Ransomware Group: QILIN

VICTIM NAME: sperispa[.]com

NOTE: No files or stolen information are [exfiltrated/downloaded/taken/hosted/seen/reposted/disclosed] by RedPacket Security. Any legal issues relating to the content of the files should be directed at the attackers directly, not RedPacket Security. This blog is simply posting an editorial news post informing that a company has fallen victim to a ransomware attack. RedPacket Security is in no way affiliated or aligned with any ransomware threat actors or groups and will not host infringing content. The information on this page is fully automated and redacted whilst being scraped directly from the QILIN Onion Dark Web Tor Blog page.

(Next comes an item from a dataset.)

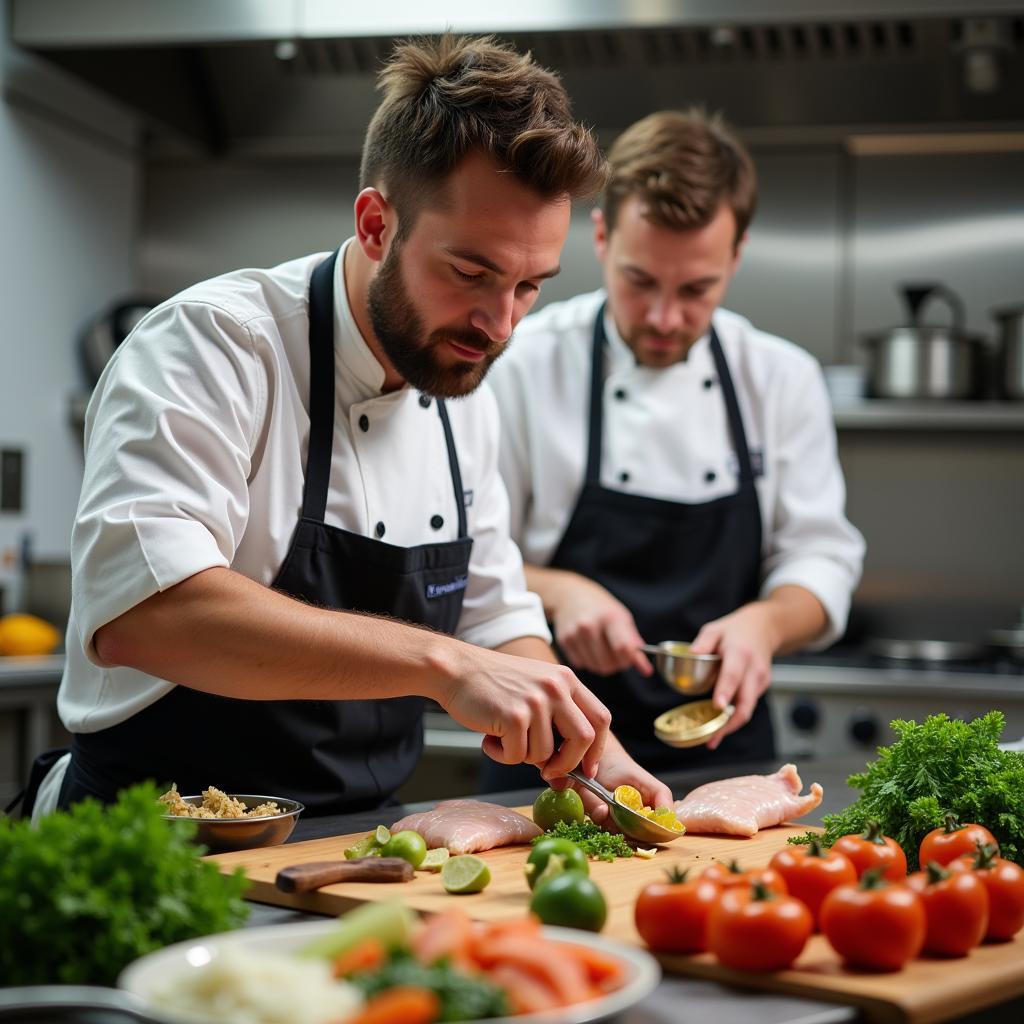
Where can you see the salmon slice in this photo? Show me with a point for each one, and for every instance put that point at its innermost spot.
(741, 806)
(469, 825)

AI Generated Summary of the Ransomware Leak Page

On September 25, 2025, a ransomware leak post attributed to the actor group Qilin identified sperispa[.]com as a victim. The entry describes SPERI SPA as an Italy-based provider of architectural, environmental, and infrastructure services. The page frames the incident as a data-leak event rather than a pure encryption, consistent with double-extortion tactics, and includes a claim URL indicating ransom-related negotiations. The description references a project titled “Sustainable Management of Protected Areas in Mauritania – Fisheries Monitoring,” suggesting that some of the leaked materials may concern that initiative. Because no explicit compromise date is provided on the leak page, the posted date is treated as the post date for the leak.

The leak page presents a gallery of ten images, described in broad terms as screenshots of internal documents or materials. The images appear as thumbnails and are associated with a Tor onion service, though the exact image URLs are not disclosed in the public view. The body excerpt includes lines that reference contact channels and credentials (a Jabber address and an FTP login), but all personally identifiable information and sensitive details are redacted. The post also indicates the existence of a ransom-claim mechanism through a claim URL, while the page itself does not provide a direct data download or size figure for the exfiltrated data.

From a threat intelligence perspective, the leak underscores a conventional ransomware operation targeting sperispa[.]com. The combination of internal-document imagery, a contextual project reference, and a ransom-claim path aligns with common double-extortion patterns, illustrating how attackers leverage public leaks to pressure payment while potentially exposing sensitive project materials to stakeholders. The focus of this summary remains on sperispa[.]com, with other organizational mentions in the leak description not central to this assessment. The post date serves as the reference timestamp in lieu of a disclosed compromise date.